The discussion moves on to me explaining some basic facts of life.  Not the type of basic facts your parents might once have tried to share with you through huge embarrassment.  But facts about how boys grow and change and how sometimes other people do things to them they don´t like or how their search for knowledge leads them to see things they now regret.  Bryan looks at me and understands what I mean and so I take it a little further and give him the chance to tell me why this behaviour might have happened.
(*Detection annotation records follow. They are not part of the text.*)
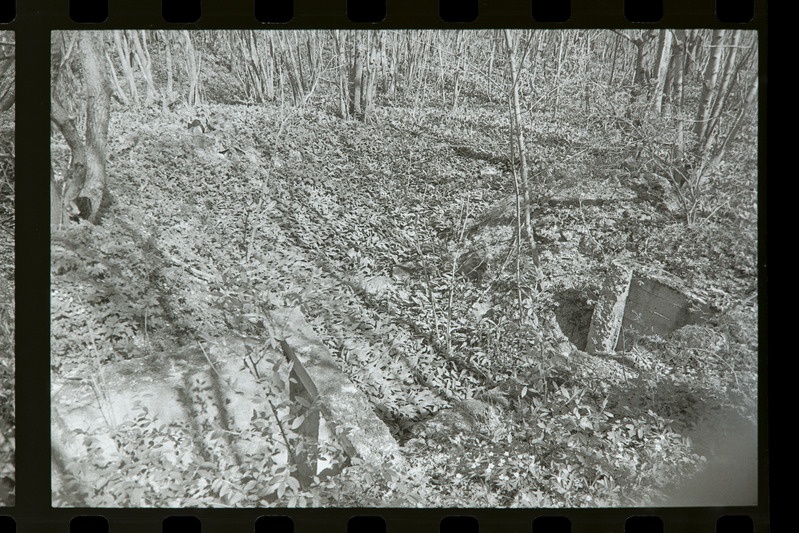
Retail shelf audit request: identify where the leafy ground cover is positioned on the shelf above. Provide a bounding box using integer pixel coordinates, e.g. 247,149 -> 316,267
0,112 -> 15,505
51,91 -> 757,507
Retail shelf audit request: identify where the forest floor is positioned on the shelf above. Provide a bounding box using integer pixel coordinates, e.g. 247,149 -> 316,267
52,101 -> 758,506
0,111 -> 16,506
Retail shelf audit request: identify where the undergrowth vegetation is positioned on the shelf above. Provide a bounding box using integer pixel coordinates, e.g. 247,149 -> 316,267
50,29 -> 758,507
0,110 -> 16,505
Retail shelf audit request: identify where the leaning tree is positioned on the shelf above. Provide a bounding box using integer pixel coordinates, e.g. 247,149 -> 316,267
50,31 -> 111,228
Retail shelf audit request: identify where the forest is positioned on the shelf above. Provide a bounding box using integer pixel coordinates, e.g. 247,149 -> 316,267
0,31 -> 16,506
47,29 -> 761,507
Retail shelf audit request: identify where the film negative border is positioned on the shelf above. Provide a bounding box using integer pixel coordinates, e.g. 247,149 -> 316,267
0,0 -> 771,533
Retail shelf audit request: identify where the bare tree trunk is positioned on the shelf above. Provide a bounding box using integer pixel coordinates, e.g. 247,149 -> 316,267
80,32 -> 111,223
332,30 -> 350,120
105,50 -> 130,107
694,30 -> 724,147
182,31 -> 202,107
50,102 -> 86,229
552,33 -> 567,120
351,32 -> 364,119
130,30 -> 157,107
362,32 -> 380,121
50,32 -> 110,224
503,30 -> 538,265
652,30 -> 672,115
114,30 -> 139,105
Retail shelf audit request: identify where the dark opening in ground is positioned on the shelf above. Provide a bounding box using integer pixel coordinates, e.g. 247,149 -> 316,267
555,289 -> 595,350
I am prepared to hear anything, but what I hear leaves me hurting so much for him.  He tells me what is happening when his mum is not at home.  He tells me how his 11-year-old cousin is teaching him and making him do things that makes him feel dirty.  He looks at me, grabs hold of me and sobs into my shirt.  It is a tender moment and I go on to tell him that he is very brave to talk with me about these things and what I would like to do to help him stay safe.  I wish I could make him safe all the time, but I know this is not a reasonable request and so consider how we can now bring this issue up with his mum and cousin and try and help them all see there is a way forwards.

Bryan feels loved and accepted and thanks me for listening and for his hug.  He is precious, and his smile is a reminder to me, and hopefully to him, that life can still go on.  This is a small victory today and one from which I am hoping will lead to a much healthier relationship with his cousin despite the difficult road ahead.